A solution will not come for free and we will need to pay for it. I am strongly in favour of a contributory benefits system and in normal circumstances that should always apply. If you work hard, pay into the system all your life, I do not think it is right, or even moral, to see everything you have worked for taken away. It’s what we used to call national insurance. If you don’t pay in, well that’s a different story. With home ownership becoming beyond reach for millions of people, how will we come up with a system for those who don’t have homes to lose to pay for their later care? Greater minds than mine will have to come up with solutions.
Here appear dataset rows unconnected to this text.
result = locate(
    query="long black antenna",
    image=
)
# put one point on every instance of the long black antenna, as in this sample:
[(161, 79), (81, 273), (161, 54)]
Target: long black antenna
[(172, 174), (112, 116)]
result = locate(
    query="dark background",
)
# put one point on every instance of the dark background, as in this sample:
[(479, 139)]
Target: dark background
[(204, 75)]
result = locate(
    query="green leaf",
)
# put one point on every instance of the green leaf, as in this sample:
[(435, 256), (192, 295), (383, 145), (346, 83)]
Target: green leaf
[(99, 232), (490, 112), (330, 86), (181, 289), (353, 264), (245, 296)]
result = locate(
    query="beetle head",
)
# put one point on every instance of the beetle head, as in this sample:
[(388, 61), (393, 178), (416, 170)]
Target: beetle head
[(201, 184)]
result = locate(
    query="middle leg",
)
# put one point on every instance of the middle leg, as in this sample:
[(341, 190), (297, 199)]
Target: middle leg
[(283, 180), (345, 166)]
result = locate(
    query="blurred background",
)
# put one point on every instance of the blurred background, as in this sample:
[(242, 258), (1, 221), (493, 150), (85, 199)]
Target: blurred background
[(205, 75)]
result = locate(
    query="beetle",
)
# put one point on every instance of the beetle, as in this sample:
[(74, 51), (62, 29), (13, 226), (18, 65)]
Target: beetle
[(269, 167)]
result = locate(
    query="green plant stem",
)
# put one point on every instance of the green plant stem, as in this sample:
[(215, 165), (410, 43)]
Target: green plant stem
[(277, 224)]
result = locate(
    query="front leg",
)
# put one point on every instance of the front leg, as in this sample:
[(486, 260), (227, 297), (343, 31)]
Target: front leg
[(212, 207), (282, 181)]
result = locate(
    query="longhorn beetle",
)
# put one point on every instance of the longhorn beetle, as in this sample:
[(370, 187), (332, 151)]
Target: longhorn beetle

As we know, doing nothing is not an option.

I am very concerned about Theresa May’s Tory government, which has lurched as far to the right, maybe even further to the right, than Margaret Thatcher and even Ukip. She talks the talk about “a country that works for everyone” (this slogan must be repeated by all Tory MPs until it embeds itself into the public psyche, like “long term economic plan” and “taking back control”) but her actions suggest the exact opposite. We must do more on mental health by doing less is not a catchy slogan but it sums up May’s modus operandi. I hope that is not her attitude towards social care.

Call it a “death tax”, call it what you like. The reality that the collapse in social care is a national scandal, as it is when people are forced to sell their own homes to pay for their own care. The longer we leave things, the more expensive solutions will become. And if the Mail and Express blow a gasket about it, well frankly who cares?